By targeting two gene regulators of inflammation, the engineered T cells expand and last longer inside the solid tumor, raising the possibility that they could have the same therapeutic effect they have in blood cancers. It is the concept on which a new approach against solid tumors is based, being studied in the preclinical phase, developed by researchers at the University of Pennsylvania.
17 MAR – Targeting two regulators that control inflammation-related gene functions leads to a tenfold expansion of T cells, with an increase in anti-tumor immune activity and their persistence at the tumor site. It is the concept on which a new approach against solid tumors is based, being studied in the preclinical phase, developed by researchers at the University of Pennsylvania. The methodology has been described in Proceedings of the National Academy of Sciences (PNAS).
Since the first CAR-T cell treatment was approved, personalized cell treatments have revolutionized blood cancer therapy, but remain ineffective against solid tumors. One of the obstacles in this application is the phenomenon known as T-cell ‘burnout’, in which persistent exposure to antigen causes immune cells to lose their ability to respond to the tumour.

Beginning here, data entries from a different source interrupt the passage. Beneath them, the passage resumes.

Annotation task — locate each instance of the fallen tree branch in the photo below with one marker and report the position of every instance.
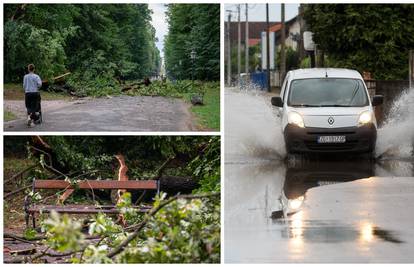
(148, 216)
(22, 238)
(162, 168)
(20, 173)
(16, 191)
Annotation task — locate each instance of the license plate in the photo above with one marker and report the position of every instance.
(332, 139)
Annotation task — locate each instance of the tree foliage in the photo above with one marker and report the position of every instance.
(97, 42)
(193, 27)
(367, 37)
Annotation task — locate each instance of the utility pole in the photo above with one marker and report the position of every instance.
(283, 50)
(228, 51)
(246, 41)
(238, 45)
(267, 48)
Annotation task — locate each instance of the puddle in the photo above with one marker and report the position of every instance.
(296, 209)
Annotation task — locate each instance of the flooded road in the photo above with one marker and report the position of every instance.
(280, 210)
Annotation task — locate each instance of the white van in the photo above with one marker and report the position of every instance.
(327, 110)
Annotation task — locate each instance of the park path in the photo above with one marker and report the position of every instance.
(121, 113)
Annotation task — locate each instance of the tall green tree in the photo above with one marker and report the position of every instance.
(98, 43)
(193, 27)
(367, 37)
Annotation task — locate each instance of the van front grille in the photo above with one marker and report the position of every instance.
(348, 145)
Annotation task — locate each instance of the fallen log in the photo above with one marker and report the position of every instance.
(16, 191)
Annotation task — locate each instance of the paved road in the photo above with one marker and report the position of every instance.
(309, 211)
(122, 113)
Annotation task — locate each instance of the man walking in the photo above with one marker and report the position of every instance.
(31, 85)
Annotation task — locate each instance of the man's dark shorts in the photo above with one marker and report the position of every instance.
(32, 101)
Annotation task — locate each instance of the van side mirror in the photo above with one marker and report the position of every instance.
(377, 100)
(277, 101)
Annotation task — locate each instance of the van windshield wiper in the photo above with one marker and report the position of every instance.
(335, 105)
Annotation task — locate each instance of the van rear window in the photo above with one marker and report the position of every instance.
(327, 92)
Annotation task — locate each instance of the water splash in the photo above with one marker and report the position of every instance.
(254, 121)
(396, 136)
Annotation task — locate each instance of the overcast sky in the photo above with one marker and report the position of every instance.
(160, 24)
(257, 12)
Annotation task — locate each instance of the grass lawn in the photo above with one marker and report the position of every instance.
(208, 115)
(14, 91)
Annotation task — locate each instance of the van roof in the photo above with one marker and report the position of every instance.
(322, 72)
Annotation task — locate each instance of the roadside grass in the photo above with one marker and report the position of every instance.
(9, 116)
(208, 115)
(14, 91)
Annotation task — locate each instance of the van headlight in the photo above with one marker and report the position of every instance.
(365, 117)
(296, 119)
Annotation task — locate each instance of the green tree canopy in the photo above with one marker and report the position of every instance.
(366, 37)
(193, 27)
(94, 41)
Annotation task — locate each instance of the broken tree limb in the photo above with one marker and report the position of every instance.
(22, 238)
(20, 173)
(162, 168)
(174, 184)
(16, 191)
(149, 215)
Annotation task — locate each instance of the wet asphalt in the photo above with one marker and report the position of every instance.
(282, 209)
(123, 113)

Using the CRISPR-Cas9 technique, the research team went on to inhibit the inflammation regulatory genes Regnase-1 and Roquin-1, individually or together, in T cells from healthy donors, with two different immune receptors currently in phase I of clinical study: the mesothelin-targeting M5 CAR (mesoCAR) and the NY-ESO-1-targeting 8F TCR (NYESO TCR). After editing, the cells were expanded and infused into animal models of solid tumors, where the researchers observed that double inhibition increased the amount of engineered T cells by at least tenfold, and showed increased antitumor activity. and increased life span of engineered T cells.